When you Cmd/Ctrl-click on the composite channel in the Channels panel, you automatically load a Luminosity mask; anything you now do will affect every value from middle gray to white, while middle gray to black is protected from being altered. Invert to protect the lights and affect the darks. Luminosity masks are naturally feathered, helping prevent you from making adjustments that have abrupt changes from one value or color to another. Although obvious edits can be a stylistic choice, it does reveal you’ve “Photoshopped” it. TK’s actions create luminosity masks that restrict the values selected in many more ways than the simple all lights versus all darks Luminosity mask you make when you load it from the composite channel.
I chose two luminosity masks that matched the areas where I wanted to change their values, and decided to use Curves for that. The action automatically adds the layer adjustment I choose with the mask in place. Pushing the lights lighter in just a limited area, and the darks a bit darker, again not over half the image, but in a more limited area, I was able to add quite a lot of contrast and depth to the image, and I didn’t have to create those masks. I also wanted to bring back some modeling to the lightest lights in the image, so used yet another luminosity mask. By adding an adjustment layer to a group, even if its the only one in the group, I could “mask the mask” for even more control.
Keeping with my effort to stay in Photoshop for all the restoration, I chose to use Unsharp Mask with the Hiroloam method I learned from Dan Margulis. Hiraloam stands for high radius, low amount, which is the opposite of the normal technique for using Unsharp Mask. Adding it as a Smart Filter, I ended up using Amount 37, Radius 117, and Threshold 8, but your image and your taste in sharpening will determine the values you use. The end effect is very similar to using the popular High Pass method of sharpening, affecting the edges without sharpening noise and grain, but I find I have more control for fine tuning the results.
The last step I took with the B&W version of Trudie Ann was to add a vignette. I wanted more control than I was going to have using the vignette feature in either Lens Correction or Camera Raw, since they both produce ovals, not rectangles, so I went with the old-fashioned method of adding a vignette. On an empty layer, I drew a heavily-feathered marquee just inside the edges, inverted my selection (Cmd/Ctrl-Shift-I), and filled it with black. I now could change the blend mode to Multiply, reduce the opacity, and transform the edges to fit the vignette better. I didn’t like a strong vignette on this image, so I dragged the edges of the rectangle beyond the edges of the photo to leave only a hint of a vignette inside.

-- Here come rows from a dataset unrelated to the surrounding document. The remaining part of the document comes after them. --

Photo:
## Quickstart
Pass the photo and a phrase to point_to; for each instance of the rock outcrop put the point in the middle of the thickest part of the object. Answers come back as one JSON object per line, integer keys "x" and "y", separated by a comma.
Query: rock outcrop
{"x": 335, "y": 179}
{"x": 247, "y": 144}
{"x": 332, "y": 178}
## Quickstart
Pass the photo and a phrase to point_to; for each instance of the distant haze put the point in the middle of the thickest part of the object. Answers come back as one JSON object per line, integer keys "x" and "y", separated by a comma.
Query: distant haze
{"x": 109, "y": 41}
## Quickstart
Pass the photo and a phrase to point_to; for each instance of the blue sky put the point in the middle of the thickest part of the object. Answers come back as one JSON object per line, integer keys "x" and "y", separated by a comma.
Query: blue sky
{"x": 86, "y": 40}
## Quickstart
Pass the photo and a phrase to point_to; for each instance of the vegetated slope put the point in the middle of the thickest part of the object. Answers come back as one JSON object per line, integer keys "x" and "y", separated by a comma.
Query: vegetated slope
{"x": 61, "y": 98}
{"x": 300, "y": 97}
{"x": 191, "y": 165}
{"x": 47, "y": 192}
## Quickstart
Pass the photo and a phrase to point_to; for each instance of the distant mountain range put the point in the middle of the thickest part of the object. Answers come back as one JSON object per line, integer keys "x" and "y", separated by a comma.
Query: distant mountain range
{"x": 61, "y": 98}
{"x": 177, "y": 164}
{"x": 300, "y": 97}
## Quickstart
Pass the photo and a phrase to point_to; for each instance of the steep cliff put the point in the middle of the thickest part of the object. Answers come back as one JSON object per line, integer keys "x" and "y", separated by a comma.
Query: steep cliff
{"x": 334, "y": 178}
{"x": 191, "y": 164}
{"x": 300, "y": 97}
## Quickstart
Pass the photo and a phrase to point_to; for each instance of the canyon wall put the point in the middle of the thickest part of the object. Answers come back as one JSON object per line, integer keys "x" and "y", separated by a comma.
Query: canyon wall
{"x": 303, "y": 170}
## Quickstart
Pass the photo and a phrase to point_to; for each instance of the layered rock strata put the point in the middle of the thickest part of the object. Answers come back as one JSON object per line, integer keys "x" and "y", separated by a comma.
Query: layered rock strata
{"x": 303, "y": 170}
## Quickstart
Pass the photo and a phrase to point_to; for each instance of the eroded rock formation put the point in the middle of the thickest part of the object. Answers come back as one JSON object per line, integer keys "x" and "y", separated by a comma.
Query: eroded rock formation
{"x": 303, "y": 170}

I like the B&W version, though I’m still going to see what color-toning will do for it. While I’ve fixed most of problems caused by photos gradually fading into obscurity, it doesn’t attempt to look new, sharper than consumer lenses were at that time, or any less grainy, so I don’t think any significant historical value has been lost. In fact, non-destructive editing means I’ve even preserved the original in all its faded and scratched glory. My layers are still intact and I used Smart Filters and adjustment layers where I could, so if I change my mind and want to alter the values even more, I can do that. But for now, the B&W version of Trudie Ann is finished—if any restoration can ever be called “finished.”